1vCore 4GB RAM | 1vCore 2GB RAM * 2
---------------|----------------
database
message queue
scheduler | phantomjs * 2
phantomjs-lb * 1
fetcher * 1
fetcher-lb * 1
processor * 2
result-worker * 1
webui * 4
webui-lb * 1
nginx * 1
All components are running inside docker containers.
database / message queue / scheduler
------------------------------------
The database is postgresql and the message queue is redis.

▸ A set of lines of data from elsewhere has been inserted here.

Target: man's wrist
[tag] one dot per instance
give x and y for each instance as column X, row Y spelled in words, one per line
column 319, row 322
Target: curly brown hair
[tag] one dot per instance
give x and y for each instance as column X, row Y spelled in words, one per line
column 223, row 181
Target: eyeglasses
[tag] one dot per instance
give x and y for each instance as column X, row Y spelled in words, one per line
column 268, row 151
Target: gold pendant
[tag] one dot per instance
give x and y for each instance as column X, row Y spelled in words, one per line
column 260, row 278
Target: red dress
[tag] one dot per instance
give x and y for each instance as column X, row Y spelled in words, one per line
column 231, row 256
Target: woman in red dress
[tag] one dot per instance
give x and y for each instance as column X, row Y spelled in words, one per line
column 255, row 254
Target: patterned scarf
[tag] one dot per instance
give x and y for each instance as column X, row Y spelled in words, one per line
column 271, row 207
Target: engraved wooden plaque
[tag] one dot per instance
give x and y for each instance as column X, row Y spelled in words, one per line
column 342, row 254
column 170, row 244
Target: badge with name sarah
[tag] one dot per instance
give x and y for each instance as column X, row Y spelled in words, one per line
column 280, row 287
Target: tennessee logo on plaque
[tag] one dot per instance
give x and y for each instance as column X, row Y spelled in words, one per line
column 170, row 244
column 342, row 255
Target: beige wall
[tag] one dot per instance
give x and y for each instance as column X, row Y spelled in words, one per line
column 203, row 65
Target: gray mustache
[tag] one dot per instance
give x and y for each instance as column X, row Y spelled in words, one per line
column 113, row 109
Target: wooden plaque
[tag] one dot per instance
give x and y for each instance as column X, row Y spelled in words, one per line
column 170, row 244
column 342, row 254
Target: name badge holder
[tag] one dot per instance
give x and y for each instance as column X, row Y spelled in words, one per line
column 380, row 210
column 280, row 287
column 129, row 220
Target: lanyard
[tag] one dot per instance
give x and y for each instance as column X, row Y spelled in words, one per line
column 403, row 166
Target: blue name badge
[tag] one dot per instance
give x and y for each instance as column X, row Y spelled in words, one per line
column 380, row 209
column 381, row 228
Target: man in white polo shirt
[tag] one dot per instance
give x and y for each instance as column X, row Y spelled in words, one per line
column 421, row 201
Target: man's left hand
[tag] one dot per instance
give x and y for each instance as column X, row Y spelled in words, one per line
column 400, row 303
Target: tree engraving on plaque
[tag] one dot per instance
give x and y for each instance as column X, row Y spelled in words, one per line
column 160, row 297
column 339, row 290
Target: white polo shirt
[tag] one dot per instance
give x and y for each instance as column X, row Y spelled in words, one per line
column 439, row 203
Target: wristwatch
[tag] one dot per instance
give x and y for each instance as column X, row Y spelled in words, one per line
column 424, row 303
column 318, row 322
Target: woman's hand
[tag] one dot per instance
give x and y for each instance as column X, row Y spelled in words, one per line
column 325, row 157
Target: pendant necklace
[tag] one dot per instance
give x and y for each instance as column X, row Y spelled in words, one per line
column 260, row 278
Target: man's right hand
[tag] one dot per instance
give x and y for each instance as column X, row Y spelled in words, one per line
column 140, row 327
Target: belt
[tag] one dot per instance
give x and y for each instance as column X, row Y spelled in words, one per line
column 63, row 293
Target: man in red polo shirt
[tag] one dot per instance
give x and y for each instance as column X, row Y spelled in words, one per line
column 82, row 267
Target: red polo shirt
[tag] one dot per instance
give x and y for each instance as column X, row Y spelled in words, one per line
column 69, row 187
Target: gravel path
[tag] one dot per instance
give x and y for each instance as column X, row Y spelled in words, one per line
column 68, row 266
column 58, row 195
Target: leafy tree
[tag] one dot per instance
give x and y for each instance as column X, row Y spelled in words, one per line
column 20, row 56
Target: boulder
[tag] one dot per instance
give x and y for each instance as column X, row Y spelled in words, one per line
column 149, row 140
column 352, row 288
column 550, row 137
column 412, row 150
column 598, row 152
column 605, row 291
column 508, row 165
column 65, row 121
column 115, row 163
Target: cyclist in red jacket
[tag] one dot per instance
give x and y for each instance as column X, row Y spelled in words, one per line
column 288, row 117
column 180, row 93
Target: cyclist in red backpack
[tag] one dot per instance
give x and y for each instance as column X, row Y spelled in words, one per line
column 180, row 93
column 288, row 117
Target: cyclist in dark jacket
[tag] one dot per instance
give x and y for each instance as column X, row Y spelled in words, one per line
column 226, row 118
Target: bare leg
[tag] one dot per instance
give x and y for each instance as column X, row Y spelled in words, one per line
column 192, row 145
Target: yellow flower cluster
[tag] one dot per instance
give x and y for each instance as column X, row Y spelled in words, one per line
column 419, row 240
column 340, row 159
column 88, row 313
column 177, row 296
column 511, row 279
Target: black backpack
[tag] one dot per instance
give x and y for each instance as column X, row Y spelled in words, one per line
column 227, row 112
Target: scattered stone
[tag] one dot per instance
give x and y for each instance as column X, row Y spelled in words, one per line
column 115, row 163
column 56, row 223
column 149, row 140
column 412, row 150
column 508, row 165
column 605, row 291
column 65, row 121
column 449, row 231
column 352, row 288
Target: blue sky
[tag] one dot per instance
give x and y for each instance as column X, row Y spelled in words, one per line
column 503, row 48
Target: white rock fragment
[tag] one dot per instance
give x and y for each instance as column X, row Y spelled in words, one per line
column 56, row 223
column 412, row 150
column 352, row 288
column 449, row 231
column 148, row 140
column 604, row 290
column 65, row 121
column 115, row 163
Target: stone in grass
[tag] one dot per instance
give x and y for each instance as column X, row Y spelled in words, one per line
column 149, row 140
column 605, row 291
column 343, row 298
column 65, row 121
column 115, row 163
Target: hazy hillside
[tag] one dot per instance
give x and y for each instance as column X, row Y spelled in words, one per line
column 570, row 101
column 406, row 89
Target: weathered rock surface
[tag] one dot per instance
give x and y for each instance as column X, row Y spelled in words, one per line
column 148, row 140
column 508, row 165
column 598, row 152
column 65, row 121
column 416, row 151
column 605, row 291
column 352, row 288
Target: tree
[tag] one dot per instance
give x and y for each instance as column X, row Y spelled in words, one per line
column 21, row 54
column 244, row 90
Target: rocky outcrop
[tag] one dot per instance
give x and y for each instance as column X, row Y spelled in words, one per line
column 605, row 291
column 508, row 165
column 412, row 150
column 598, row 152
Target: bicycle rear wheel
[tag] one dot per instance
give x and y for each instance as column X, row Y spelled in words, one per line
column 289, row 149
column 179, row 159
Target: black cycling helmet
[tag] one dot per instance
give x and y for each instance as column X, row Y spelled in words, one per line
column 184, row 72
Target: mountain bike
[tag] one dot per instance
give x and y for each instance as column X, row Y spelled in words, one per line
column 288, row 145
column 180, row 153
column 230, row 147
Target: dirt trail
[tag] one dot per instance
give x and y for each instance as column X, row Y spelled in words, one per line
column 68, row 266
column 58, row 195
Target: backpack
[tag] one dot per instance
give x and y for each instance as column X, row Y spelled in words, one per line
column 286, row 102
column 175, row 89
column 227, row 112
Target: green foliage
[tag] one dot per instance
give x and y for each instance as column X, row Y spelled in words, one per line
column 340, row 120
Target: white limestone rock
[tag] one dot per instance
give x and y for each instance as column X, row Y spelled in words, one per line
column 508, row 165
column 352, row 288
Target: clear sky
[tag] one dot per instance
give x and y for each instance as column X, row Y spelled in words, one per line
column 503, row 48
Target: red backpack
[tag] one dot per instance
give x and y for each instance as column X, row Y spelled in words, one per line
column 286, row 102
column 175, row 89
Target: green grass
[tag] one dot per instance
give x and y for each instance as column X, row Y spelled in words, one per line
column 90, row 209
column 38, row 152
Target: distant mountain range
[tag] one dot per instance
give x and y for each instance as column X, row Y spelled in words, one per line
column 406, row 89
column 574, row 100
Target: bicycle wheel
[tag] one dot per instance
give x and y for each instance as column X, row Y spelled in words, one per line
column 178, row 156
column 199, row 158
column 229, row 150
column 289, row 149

Scheduler may have a lot of database operations, it's better to put it close to the database.
```bash
docker run --name postgres -v /data/postgres/:/var/lib/postgresql/data -d -p $LOCAL_IP:5432:5432 -e POSTGRES_PASSWORD="" postgres
docker run --name redis -d -p $LOCAL_IP:6379:6379 redis
docker run --name scheduler -d -p $LOCAL_IP:23333:23333 --restart=always binux/pyspider \
--taskdb "sqlalchemy+postgresql+taskdb://binux@10.21.0.7/taskdb" \
--resultdb "sqlalchemy+postgresql+resultdb://binux@10.21.0.7/resultdb" \
--projectdb "sqlalchemy+postgresql+projectdb://binux@10.21.0.7/projectdb" \
--message-queue "redis://10.21.0.7:6379/1" \
scheduler --inqueue-limit 5000 --delete-time 43200
```
other components
----------------
fetcher, processor, result_worker are running on two boxes with same configuration managed with [docker-compose](https://docs.docker.com/compose/).
```yaml
phantomjs:
image: 'binux/pyspider:latest'
command: phantomjs
cpu_shares: 512
environment:
- 'EXCLUDE_PORTS=5000,23333,24444'
expose:
- '25555'
mem_limit: 512m
restart: always
phantomjs-lb:
image: 'dockercloud/haproxy:latest'
links:
- phantomjs
restart: always
fetcher:
image: 'binux/pyspider:latest'
command: '--message-queue "redis://10.21.0.7:6379/1" --phantomjs-proxy "phantomjs:80" fetcher --xmlrpc'
cpu_shares: 512
environment:
- 'EXCLUDE_PORTS=5000,25555,23333'
links:
- 'phantomjs-lb:phantomjs'
mem_limit: 128m
restart: always
fetcher-lb:
image: 'dockercloud/haproxy:latest'
links:
- fetcher
restart: always
processor:
image: 'binux/pyspider:latest'
command: '--projectdb "sqlalchemy+postgresql+projectdb://binux@10.21.0.7/projectdb" --message-queue "redis://10.21.0.7:6379/1" processor'
cpu_shares: 512
mem_limit: 256m
restart: always
result-worker:
image: 'binux/pyspider:latest'
command: '--taskdb "sqlalchemy+postgresql+taskdb://binux@10.21.0.7/taskdb" --projectdb "sqlalchemy+postgresql+projectdb://binux@10.21.0.7/projectdb" --resultdb "sqlalchemy+postgresql+resultdb://binux@10.21.0.7/resultdb" --message-queue "redis://10.21.0.7:6379/1" result_worker'
cpu_shares: 512
mem_limit: 256m
restart: always
webui:
image: 'binux/pyspider:latest'
command: '--taskdb "sqlalchemy+postgresql+taskdb://binux@10.21.0.7/taskdb" --projectdb "sqlalchemy+postgresql+projectdb://binux@10.21.0.7/projectdb" --resultdb "sqlalchemy+postgresql+resultdb://binux@10.21.0.7/resultdb" --message-queue "redis://10.21.0.7:6379/1" webui --max-rate 0.2 --max-burst 3 --scheduler-rpc "http://o4.i.binux.me:23333/" --fetcher-rpc "http://fetcher/"'
cpu_shares: 512
environment:
- 'EXCLUDE_PORTS=24444,25555,23333'
links:
- 'fetcher-lb:fetcher'
mem_limit: 256m
restart: always
webui-lb:
image: 'dockercloud/haproxy:latest'
links:
- webui
restart: always
nginx:
image: 'nginx'
links:
- 'webui-lb:HAPROXY'
ports:
- '0.0.0.0:80:80'
volumes:
- /home/binux/nfs/profile/nginx/nginx.conf:/etc/nginx/nginx.conf
- /home/binux/nfs/profile/nginx/conf.d/:/etc/nginx/conf.d/
restart: always
```
With the config, you can change the scale by `docker-compose scale phantomjs=2 processor=2 webui=4` when you need.
#### load balance
phantomjs-lb, fetcher-lb, webui-lb are automaticlly configed haproxy, allow any number of upstreams.
#### phantomjs
phantomjs have memory leak issue, memory limit applied, and it's recommended to restart it every hour.
#### fetcher
fetcher is implemented with aync IO, it supportes 100 concurrent connections. If the upstream queue are not choked, one fetcher should be enough.
#### processor
processor is CPU bound component, recommended number of instance is number of CPU cores + 1~2 or CPU cores * 10%~15% when you have more then 20 cores.
#### result-worker
If you didn't override result-worker, it only write results into database, and should be very fast.